Ein Toter in einem schmuddeligen Bordell – was soll Serienmörderjäger DS Washington Poe da ausrichten? Aber nicht umsonst werden er und die sehr spezielle Analytikerin Tilly Bradshaw hinzugezogen, um diesen Fall aufzuklären. Rasante Ermittlungen sorgen wieder für ein großartiges Lesevergnügen.

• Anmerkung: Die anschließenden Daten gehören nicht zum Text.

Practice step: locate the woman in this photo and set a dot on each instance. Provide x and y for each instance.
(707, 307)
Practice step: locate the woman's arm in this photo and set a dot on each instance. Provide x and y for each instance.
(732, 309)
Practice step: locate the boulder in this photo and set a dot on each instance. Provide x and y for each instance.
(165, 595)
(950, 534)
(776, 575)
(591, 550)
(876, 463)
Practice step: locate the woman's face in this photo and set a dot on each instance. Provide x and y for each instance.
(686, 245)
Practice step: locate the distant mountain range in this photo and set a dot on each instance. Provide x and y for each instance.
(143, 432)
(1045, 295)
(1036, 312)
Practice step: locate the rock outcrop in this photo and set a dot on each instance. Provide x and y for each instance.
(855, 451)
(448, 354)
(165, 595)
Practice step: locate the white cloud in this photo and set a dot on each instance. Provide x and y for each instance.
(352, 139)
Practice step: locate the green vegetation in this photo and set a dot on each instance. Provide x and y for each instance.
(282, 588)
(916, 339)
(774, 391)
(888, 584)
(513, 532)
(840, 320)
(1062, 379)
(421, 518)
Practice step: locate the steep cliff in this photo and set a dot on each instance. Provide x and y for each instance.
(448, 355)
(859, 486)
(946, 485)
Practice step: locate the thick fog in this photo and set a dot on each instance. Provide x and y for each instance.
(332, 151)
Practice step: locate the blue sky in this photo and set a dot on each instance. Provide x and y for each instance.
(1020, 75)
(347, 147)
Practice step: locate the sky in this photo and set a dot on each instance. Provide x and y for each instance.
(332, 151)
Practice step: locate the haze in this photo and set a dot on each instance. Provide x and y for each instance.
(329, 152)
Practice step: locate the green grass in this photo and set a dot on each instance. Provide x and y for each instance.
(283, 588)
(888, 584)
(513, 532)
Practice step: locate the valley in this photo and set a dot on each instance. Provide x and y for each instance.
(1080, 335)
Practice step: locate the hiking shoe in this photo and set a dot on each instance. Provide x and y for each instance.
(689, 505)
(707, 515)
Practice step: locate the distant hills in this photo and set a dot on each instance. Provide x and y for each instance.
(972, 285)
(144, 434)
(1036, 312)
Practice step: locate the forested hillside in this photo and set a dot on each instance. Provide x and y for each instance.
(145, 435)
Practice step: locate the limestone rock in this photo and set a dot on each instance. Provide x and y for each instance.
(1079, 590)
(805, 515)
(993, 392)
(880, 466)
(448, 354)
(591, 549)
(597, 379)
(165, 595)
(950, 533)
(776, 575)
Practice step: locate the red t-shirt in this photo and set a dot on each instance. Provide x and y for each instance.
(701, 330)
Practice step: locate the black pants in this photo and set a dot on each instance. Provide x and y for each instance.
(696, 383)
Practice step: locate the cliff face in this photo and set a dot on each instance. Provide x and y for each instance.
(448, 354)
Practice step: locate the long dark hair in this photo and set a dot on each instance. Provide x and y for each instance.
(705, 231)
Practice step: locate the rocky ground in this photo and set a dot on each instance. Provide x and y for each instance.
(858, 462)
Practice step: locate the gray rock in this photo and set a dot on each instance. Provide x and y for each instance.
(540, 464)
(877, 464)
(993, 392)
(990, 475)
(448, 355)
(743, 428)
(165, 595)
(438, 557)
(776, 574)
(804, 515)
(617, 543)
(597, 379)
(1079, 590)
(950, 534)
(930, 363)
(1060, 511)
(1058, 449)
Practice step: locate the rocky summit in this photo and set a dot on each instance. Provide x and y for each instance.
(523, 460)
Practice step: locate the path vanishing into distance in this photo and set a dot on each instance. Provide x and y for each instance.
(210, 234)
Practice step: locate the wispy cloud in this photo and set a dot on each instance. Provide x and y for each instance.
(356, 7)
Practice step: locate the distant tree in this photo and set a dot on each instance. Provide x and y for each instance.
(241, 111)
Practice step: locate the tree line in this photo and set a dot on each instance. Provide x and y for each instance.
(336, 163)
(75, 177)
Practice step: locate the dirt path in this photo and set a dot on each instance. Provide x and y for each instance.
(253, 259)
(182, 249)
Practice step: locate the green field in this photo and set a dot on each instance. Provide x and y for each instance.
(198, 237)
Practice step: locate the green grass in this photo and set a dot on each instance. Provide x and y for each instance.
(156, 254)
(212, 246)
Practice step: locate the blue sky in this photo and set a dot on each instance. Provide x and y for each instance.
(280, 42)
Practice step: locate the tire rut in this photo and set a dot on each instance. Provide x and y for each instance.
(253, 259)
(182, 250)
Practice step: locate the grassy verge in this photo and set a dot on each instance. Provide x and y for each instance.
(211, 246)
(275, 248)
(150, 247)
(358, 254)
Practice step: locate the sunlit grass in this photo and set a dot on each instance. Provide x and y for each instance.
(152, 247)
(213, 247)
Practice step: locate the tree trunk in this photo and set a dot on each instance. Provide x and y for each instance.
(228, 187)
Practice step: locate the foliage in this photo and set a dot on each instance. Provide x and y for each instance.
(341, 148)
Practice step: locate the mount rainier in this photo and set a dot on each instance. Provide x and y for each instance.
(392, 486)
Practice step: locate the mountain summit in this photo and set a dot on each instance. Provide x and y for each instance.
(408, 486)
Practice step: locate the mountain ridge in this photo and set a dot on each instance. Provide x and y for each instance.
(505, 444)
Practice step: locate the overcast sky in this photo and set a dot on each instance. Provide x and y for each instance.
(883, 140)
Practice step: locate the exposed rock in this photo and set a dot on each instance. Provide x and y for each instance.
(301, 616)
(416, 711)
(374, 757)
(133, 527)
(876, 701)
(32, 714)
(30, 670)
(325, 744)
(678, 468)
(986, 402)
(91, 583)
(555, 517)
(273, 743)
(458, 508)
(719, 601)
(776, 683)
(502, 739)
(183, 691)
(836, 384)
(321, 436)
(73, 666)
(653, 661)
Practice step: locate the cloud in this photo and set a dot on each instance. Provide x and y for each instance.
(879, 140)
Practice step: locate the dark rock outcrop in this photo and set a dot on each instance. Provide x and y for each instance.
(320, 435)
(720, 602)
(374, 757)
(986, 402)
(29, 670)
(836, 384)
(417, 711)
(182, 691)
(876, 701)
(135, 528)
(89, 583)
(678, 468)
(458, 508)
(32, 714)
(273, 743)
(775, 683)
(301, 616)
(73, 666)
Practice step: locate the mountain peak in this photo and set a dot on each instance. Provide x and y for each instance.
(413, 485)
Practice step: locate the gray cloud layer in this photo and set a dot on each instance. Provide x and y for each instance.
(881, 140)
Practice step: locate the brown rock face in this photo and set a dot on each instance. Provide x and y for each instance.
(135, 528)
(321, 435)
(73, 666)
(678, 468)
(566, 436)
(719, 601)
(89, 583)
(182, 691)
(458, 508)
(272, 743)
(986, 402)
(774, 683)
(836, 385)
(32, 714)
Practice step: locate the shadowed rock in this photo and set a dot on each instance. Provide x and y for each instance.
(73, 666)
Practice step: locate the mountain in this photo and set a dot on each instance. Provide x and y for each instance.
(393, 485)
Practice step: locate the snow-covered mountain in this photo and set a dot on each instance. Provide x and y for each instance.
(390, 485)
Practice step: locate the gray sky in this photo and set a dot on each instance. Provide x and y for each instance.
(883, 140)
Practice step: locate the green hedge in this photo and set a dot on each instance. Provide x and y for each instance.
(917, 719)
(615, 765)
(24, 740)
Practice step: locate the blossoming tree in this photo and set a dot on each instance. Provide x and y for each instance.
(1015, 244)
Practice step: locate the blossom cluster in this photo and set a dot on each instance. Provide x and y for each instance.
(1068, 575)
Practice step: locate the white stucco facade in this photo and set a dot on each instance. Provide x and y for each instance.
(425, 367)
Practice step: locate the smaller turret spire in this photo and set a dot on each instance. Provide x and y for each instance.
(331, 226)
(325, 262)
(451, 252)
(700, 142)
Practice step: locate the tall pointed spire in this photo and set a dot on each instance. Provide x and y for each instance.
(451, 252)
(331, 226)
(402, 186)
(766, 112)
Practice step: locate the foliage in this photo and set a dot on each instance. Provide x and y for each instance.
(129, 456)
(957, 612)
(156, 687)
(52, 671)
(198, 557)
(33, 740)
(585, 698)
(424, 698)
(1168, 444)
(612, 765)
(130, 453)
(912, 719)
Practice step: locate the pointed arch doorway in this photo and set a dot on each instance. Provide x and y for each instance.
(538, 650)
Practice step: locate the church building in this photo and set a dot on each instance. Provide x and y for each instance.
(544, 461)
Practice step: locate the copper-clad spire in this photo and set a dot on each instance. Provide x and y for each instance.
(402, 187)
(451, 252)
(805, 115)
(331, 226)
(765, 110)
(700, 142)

Ein skurriler Gerichtstag wird zum ungünstigsten Zeitpunkt unterbrochen, um Poe und Bradford zu „entführen“. Der Mord an einem Freudenhausbesucher erweckt Aufmerksamkeit, warum ist der ehemalige Pilot hier „abgestürzt“? Bald sind Ermittler von FBI und MI5 dem Täter auf der Spur und Tilly erkennt Verbindungen zu einem ehemaligen Bankraub, bei dem nichts gestohlen, dafür aber eine Ratte am Tatort hinterlassen worden ist. Und auch nun ist es eine Ratte, welche erste Hinweise liefert. Chaotisch und gerade deshalb so genial, verläuft die Suche nach der Wahrheit, denn Washington und Tilly sind alles andere als normale Kriminalisten. Gewitzt und klug nähert man sich den tatsächlichen Gegebenheiten an, muss nicht nur einmal den Kurs wechseln und sich aus einer Sackgasse manövrieren. Großartige Charakterzeichnungen und ein eloquenter Schreibstil lassen das Ausheben des Rattennestes zum wahren Vergnügen werden.

Eine bestens durchdachte Handlung, welche verstrickt dargestellt wird und schlussendlich lückenlos aufgelöst wird. M. W. Craven ist stets Garant für Spannung auf hohem Niveau, daher auch diesmal eine Leseempfehlung!